Today's required reading: David Frum's Waterloo.
I started the "Worry" category because America hasn't seen this level of fear rhetoric in its politics since the Red Scare. Fox News, talk radio, and the right-wing blogosphere have become the sole source of truth for a large segment of the American population. This conservative entertainment industry has convinced its audience that all news media has been captured by the nefarious powers in charge.
Barack Hussein Obama is the very definition of "The Other." Foreign roots, dark skin, a strange name, and perhaps most importantly, a native culture (Ivy League education and faculty, black inner city community organizing) that baffles and infuriates Red State America. This massive segment is comprised of suburban and rural whites who don't know or trust people from those worlds, and words like "Ivy League" and "elite" are self-explanatory epithets.

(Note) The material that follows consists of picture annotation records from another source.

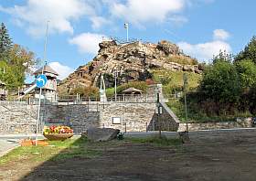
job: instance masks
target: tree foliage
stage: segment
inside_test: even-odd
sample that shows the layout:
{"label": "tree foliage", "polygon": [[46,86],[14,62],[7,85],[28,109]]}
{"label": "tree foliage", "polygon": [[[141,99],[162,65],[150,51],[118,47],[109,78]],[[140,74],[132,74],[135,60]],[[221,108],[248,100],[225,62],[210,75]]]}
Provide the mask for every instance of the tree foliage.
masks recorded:
{"label": "tree foliage", "polygon": [[31,73],[38,63],[32,51],[14,44],[2,23],[0,27],[0,80],[8,89],[16,89],[24,84],[26,74]]}
{"label": "tree foliage", "polygon": [[227,61],[208,66],[203,73],[200,91],[214,101],[237,101],[240,86],[235,66]]}
{"label": "tree foliage", "polygon": [[250,59],[243,59],[236,63],[242,89],[250,89],[256,85],[256,64]]}
{"label": "tree foliage", "polygon": [[0,60],[8,60],[8,51],[12,48],[13,42],[4,23],[0,27]]}
{"label": "tree foliage", "polygon": [[250,59],[256,63],[256,37],[252,37],[249,44],[236,57],[235,61]]}

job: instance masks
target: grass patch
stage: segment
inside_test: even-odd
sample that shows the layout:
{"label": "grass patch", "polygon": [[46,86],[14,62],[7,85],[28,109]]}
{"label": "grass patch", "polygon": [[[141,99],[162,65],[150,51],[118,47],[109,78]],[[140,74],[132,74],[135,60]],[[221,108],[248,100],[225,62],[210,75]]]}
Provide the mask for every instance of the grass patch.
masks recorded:
{"label": "grass patch", "polygon": [[[187,76],[187,89],[194,90],[199,85],[201,75],[186,72]],[[183,71],[170,71],[170,70],[153,70],[153,79],[155,82],[161,82],[163,84],[163,91],[165,95],[173,94],[176,91],[181,91],[183,89]]]}
{"label": "grass patch", "polygon": [[88,141],[85,139],[68,139],[61,141],[50,141],[50,146],[20,146],[7,154],[0,157],[0,165],[8,162],[42,162],[47,160],[59,161],[73,157],[94,157],[99,155],[99,151],[88,148]]}
{"label": "grass patch", "polygon": [[165,135],[159,137],[158,135],[150,136],[147,138],[125,138],[134,144],[153,144],[160,146],[177,146],[182,144],[179,138],[167,138]]}
{"label": "grass patch", "polygon": [[[182,102],[180,100],[171,100],[166,104],[175,112],[175,114],[179,118],[181,122],[186,122],[184,102]],[[237,112],[234,115],[208,116],[206,113],[202,112],[202,111],[200,111],[199,109],[197,109],[197,111],[195,111],[195,109],[191,109],[189,104],[187,104],[188,122],[207,123],[219,122],[235,122],[237,117],[252,117],[252,115],[250,114],[250,112]]]}

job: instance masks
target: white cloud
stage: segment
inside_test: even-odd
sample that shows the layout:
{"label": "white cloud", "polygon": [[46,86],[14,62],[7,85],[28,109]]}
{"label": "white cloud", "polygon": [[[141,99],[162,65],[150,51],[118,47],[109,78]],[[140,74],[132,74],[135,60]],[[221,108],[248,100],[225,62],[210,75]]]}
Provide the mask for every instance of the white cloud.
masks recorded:
{"label": "white cloud", "polygon": [[82,33],[69,42],[77,45],[80,53],[97,54],[99,50],[99,43],[102,41],[102,37],[106,37],[101,34]]}
{"label": "white cloud", "polygon": [[213,38],[219,40],[226,40],[230,37],[230,34],[224,29],[215,29],[213,31]]}
{"label": "white cloud", "polygon": [[92,16],[90,19],[92,23],[93,29],[99,29],[103,25],[110,24],[110,21],[102,16]]}
{"label": "white cloud", "polygon": [[33,36],[45,33],[46,22],[50,21],[49,32],[73,33],[71,21],[84,15],[93,15],[94,10],[84,0],[27,0],[24,5],[0,6],[0,11],[11,15],[14,22]]}
{"label": "white cloud", "polygon": [[112,3],[110,11],[117,17],[133,24],[163,22],[169,15],[179,13],[186,0],[127,0],[126,4]]}
{"label": "white cloud", "polygon": [[188,54],[191,57],[197,59],[198,60],[208,61],[212,59],[213,56],[218,55],[219,53],[219,50],[226,50],[228,53],[231,52],[230,45],[228,42],[224,41],[225,38],[228,38],[228,35],[229,34],[225,30],[220,32],[225,32],[227,34],[224,35],[219,33],[219,31],[214,30],[214,40],[212,41],[198,44],[179,42],[178,46],[181,49],[183,49],[184,53]]}
{"label": "white cloud", "polygon": [[64,80],[67,78],[70,73],[74,71],[72,68],[69,68],[68,66],[62,65],[61,63],[58,61],[50,62],[48,64],[55,71],[57,71],[59,75],[58,78],[59,80]]}

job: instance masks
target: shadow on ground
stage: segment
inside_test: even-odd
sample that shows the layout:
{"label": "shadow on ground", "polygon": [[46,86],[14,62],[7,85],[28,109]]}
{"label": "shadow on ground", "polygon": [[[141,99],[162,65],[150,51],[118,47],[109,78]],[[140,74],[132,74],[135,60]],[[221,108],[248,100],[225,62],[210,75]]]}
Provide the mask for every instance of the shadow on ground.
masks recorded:
{"label": "shadow on ground", "polygon": [[90,156],[65,157],[69,149],[64,150],[20,180],[255,181],[255,133],[256,130],[192,133],[192,143],[181,146],[130,141],[77,144],[81,142],[78,140],[72,146],[91,152]]}

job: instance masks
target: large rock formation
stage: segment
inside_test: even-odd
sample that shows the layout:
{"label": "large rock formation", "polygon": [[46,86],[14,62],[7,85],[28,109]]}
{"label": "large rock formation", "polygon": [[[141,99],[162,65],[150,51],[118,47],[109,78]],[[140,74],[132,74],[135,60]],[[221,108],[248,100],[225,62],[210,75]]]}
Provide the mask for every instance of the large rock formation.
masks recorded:
{"label": "large rock formation", "polygon": [[186,56],[179,48],[168,41],[158,44],[136,41],[117,44],[116,41],[100,43],[98,55],[87,65],[79,67],[59,86],[59,91],[71,92],[76,87],[99,86],[104,75],[106,87],[113,87],[114,72],[118,84],[152,78],[153,69],[192,71],[200,73],[196,59]]}

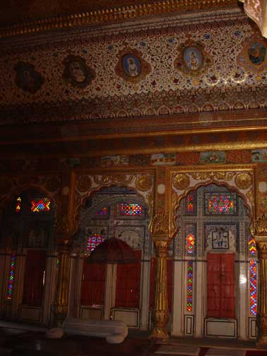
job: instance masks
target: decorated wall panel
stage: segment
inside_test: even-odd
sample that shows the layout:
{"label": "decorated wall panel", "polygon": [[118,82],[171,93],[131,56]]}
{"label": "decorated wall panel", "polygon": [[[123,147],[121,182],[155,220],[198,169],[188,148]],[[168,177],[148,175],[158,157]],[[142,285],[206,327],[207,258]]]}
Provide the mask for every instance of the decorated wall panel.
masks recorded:
{"label": "decorated wall panel", "polygon": [[6,48],[2,123],[22,105],[20,122],[199,113],[200,126],[266,107],[266,44],[247,19],[169,26]]}

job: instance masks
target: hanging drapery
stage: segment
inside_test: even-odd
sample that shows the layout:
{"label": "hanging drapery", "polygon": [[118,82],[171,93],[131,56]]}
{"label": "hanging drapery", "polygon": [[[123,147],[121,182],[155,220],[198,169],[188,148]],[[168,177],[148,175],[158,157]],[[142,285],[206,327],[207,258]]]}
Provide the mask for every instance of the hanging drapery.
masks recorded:
{"label": "hanging drapery", "polygon": [[261,35],[267,38],[267,0],[239,0],[244,3],[247,15],[259,26]]}

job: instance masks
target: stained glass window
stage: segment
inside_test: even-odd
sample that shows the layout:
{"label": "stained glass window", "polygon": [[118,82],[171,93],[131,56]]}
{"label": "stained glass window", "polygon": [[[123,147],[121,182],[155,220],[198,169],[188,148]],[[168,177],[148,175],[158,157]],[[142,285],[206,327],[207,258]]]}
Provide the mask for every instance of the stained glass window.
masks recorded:
{"label": "stained glass window", "polygon": [[86,242],[86,251],[90,252],[100,243],[104,241],[104,237],[99,234],[94,234],[88,238]]}
{"label": "stained glass window", "polygon": [[121,203],[119,211],[121,215],[141,215],[143,207],[134,203]]}
{"label": "stained glass window", "polygon": [[256,240],[251,235],[249,235],[249,254],[254,255],[257,254]]}
{"label": "stained glass window", "polygon": [[187,262],[186,311],[193,311],[193,261]]}
{"label": "stained glass window", "polygon": [[249,309],[250,315],[257,314],[257,263],[249,261]]}
{"label": "stained glass window", "polygon": [[189,193],[186,201],[185,215],[196,215],[196,191],[193,191]]}
{"label": "stained glass window", "polygon": [[195,253],[196,246],[196,225],[190,224],[186,225],[185,230],[186,238],[186,252],[191,255]]}
{"label": "stained glass window", "polygon": [[18,196],[16,203],[16,213],[19,213],[21,210],[21,198]]}
{"label": "stained glass window", "polygon": [[101,208],[100,210],[97,211],[96,215],[101,215],[101,216],[106,216],[108,215],[108,213],[109,213],[108,206],[103,206],[102,208]]}
{"label": "stained glass window", "polygon": [[205,213],[207,215],[235,215],[237,195],[235,193],[206,193]]}
{"label": "stained glass window", "polygon": [[48,198],[32,199],[31,203],[32,206],[30,208],[30,210],[34,213],[50,210],[50,199],[49,199]]}
{"label": "stained glass window", "polygon": [[7,290],[8,300],[11,300],[12,299],[13,286],[14,285],[14,278],[15,278],[15,266],[16,266],[16,254],[12,254],[11,261],[10,263],[10,271],[9,271],[8,284]]}

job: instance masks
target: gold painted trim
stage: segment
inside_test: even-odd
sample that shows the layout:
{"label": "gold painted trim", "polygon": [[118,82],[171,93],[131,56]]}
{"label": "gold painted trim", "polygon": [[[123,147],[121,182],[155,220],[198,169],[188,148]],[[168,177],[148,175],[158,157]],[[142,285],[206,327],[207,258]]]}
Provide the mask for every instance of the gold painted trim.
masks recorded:
{"label": "gold painted trim", "polygon": [[[254,120],[255,119],[253,119]],[[267,121],[267,118],[263,118],[262,119],[266,119]],[[194,124],[194,122],[191,122]],[[182,124],[182,123],[181,124]],[[109,126],[108,127],[115,127],[117,126],[118,123],[115,123],[114,125]],[[149,129],[149,126],[146,129]],[[184,136],[184,135],[191,135],[196,134],[224,134],[227,132],[240,132],[240,131],[261,131],[261,130],[267,130],[267,125],[260,125],[255,126],[238,126],[238,127],[218,127],[218,128],[210,128],[210,129],[187,129],[183,130],[172,130],[168,131],[143,131],[143,132],[134,132],[134,133],[122,133],[122,134],[94,134],[94,135],[85,135],[85,136],[68,136],[68,137],[50,137],[47,138],[37,138],[36,140],[34,138],[32,140],[19,140],[19,141],[12,141],[11,139],[8,139],[8,141],[5,141],[4,140],[1,141],[1,146],[13,146],[14,144],[26,144],[26,143],[32,143],[34,142],[40,143],[52,143],[52,142],[75,142],[75,141],[82,141],[86,140],[101,140],[101,139],[107,139],[107,137],[109,138],[131,138],[136,137],[158,137],[158,136]],[[267,142],[267,135],[266,135],[266,142]],[[213,143],[213,145],[215,145]],[[225,146],[225,144],[224,144]],[[264,146],[266,147],[266,146]],[[257,148],[259,148],[257,146]],[[243,147],[242,147],[243,148]],[[230,148],[230,149],[232,149]]]}
{"label": "gold painted trim", "polygon": [[184,12],[204,8],[222,8],[233,6],[237,6],[236,0],[158,0],[153,4],[113,7],[18,23],[1,28],[0,38],[51,30],[72,28],[85,25],[107,23],[112,21],[120,22],[160,13]]}

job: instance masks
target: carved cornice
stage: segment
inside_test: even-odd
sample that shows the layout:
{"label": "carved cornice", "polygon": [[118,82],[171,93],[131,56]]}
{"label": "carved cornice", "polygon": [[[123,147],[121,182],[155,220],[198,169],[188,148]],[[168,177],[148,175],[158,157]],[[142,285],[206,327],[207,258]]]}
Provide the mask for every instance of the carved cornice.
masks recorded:
{"label": "carved cornice", "polygon": [[68,16],[46,17],[17,23],[0,29],[0,38],[16,35],[43,32],[51,30],[73,28],[84,25],[122,22],[132,18],[174,12],[232,7],[235,0],[159,0],[152,4],[106,8]]}

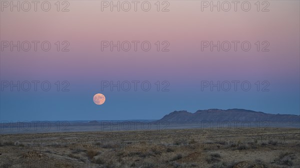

The conservative entertainment industry's narratives on the Obama administration ranges from the benign ("elitist, arrogant, Ivy League technocrats want to tell you how to live") to the extremist ("Marxist, communist, foreign-born, Islamic, globalists adopting Nazi tactics to foment left-wing revolution").
But it's the latter narrative, which is literally unprecedented in its scope and virulence, that sends Tea Partiers into the streets and causes a run on ammunition. This is not a protest movement; it's a counter-revolution against a revolution that's not actually happening. This is the core of Worry.
And yet here we have Congress passing the most far-reaching reform of health care since Medicare, maybe ever. What happened to the counter-revolution? David Frum, who wrote speeches for Dubya, knows...
We followed the most radical voices in the party and the movement, and they led us to abject and irreversible defeat.
There were leaders who knew better, who would have liked to deal. But they were trapped. Conservative talkers on Fox and talk radio had whipped the Republican voting base into such a frenzy that deal-making was rendered impossible. How do you negotiate with somebody who wants to murder your grandmother? Or – more exactly – with somebody whom your voters have been persuaded to believe wants to murder their grandmother?
I’ve been on a soapbox for months now about the harm that our overheated talk is doing to us. Yes it mobilizes supporters – but by mobilizing them with hysterical accusations and pseudo-information, overheated talk has made it impossible for representatives to represent and elected leaders to lead. The real leaders are on TV and radio, and they have very different imperatives from people in government. Talk radio thrives on confrontation and recrimination. When Rush Limbaugh said that he wanted President Obama to fail, he was intelligently explaining his own interests. What he omitted to say – but what is equally true – is that he also wants Republicans to fail. If Republicans succeed – if they govern successfully in office and negotiate attractive compromises out of office – Rush’s listeners get less angry. And if they are less angry, they listen to the radio less, and hear fewer ads for Sleepnumber beds.
So today’s defeat for free-market economics and Republican values is a huge win for the conservative entertainment industry. Their listeners and viewers will now be even more enraged, even more frustrated, even more disappointed in everybody except the responsibility-free talkers on television and radio. For them, it’s mission accomplished. For the cause they purport to represent, it’s Waterloo all right: ours.
So, there you are. The flip side to the insanity. If the loudest voices in your party are those who are most appealing to the conservative entertainment industry, and everyone else is a Republican in Name Only, then you get shut out of actual policy creation.
Republicans simply cannot govern if any deal at all becomes a deal with the Devil.